The employment situation has become so severe largely due to the mere collapse of micro, small and medium enterprises (MSME). From a study conducted on the orders of the MSME ministry that lockdowns imposed during the pandemic pulverised the sector. The study done by the small industries development board of India (SIDBI) sampled 1029 MSMEs spread across 20 states and two union territories. The report submitted on January 27, 2022, shows that 67 per cent of the responded MSMEs were temporarily closed for a period of up to three months and more than 50 per cent of the responded units suffered a decline of more than 25 per cent in their revenues during FY 2021. Around 65 per cent of the respondents reported a decline in profitability due to stable fixed costs with a decline in revenue. The study also revealed that 65 per cent of MSMEs were forced to avail emergency credit lines. The period of intense crisis also showed that while Rs 3,50,000 crore credit was extended, over Rs 5 lakh crore of unpaid dues to the sector remained to be reimbursed. A quick word on the structural deficiency in the design of GST could not be out of place. The implementation of the GST was biased in favour of the formal sector and the informal and unorganised sector was decimated without handholding measures from the government.  This left the MSME sector most vulnerable to the pandemic shock.

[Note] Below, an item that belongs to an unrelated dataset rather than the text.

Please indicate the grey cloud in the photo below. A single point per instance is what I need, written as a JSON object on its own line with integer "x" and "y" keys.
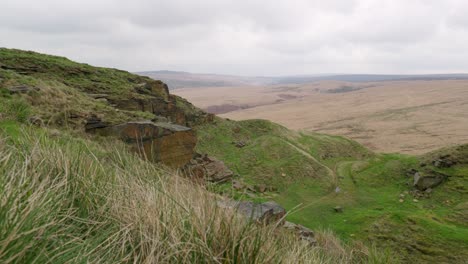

In the present Indian context, a redefinition of unemployment is imperative. Employment cannot mean gainful engagement in an absolute sense. Due to conditions of the economy and the sharp intensification of inequality, unemployment is not only that jobs are lost in absolute terms, but incomes are also suffering decline to unsustainable levels. This is particularly true in the unorganised and informal sector. The massive reserve army of the unemployed is ensuring intensification of exploitation through rapid loss of incomes. This is particularly more so in the service sector.


In this overall painful atmosphere, MGNREGS has been providing some relief and succour to those engaged for minimum livelihood support for survival. The MGNREGA was aimed at enhancing the livelihood security of households in rural areas of the country by providing at least 100 days of guaranteed wage employment.

But, the budget papers show that there has been a 25.51 per cent slash from the revised estimates of the current year in the allocation for MGNREGS for 22-23. This is on top of the government’s admission in the parliament that payment of workers’ wages to the tune of Rs 3,360 crore is pending.


With the multiple dimensions of rapid decline not just in absolute employment; but, lack of quality jobs, security of tenure, and the virtual non-existence of social security, the mad rush for secured government jobs are assuming the proportion of desperation.

It is in this background that the prime minister’s obnoxious claim in Lok Sabha debate that there is no crisis in employment underlines a certain note of betrayal. This claim and the attempt to apportion the blame on the opposition for the current mess is surely going to lead to very angry, if not, violent protests.

With the choice of politics of polarisation, hate and division, this is a grave threat to the very existence of the nation and the people. Certain immediate relief measures have become absolutely urgent. Strengthening and expanding the REGA, initiating a similar guaranteed employment scheme for urban areas, comprehensive social security legislation for unorganised and the informal sector should become a rallying point for creating a platform of youth and trade union organisations cutting across political and ideological differences. The experience of the SKM  to beat back the corporate takeover of agriculture should inform the future course of such a democratic and peaceful struggle on the question of employment. The manner of the struggle and the nature of the demands may not be necessarily similar but will depend on the concrete circumstances prevailing in different parts of the country.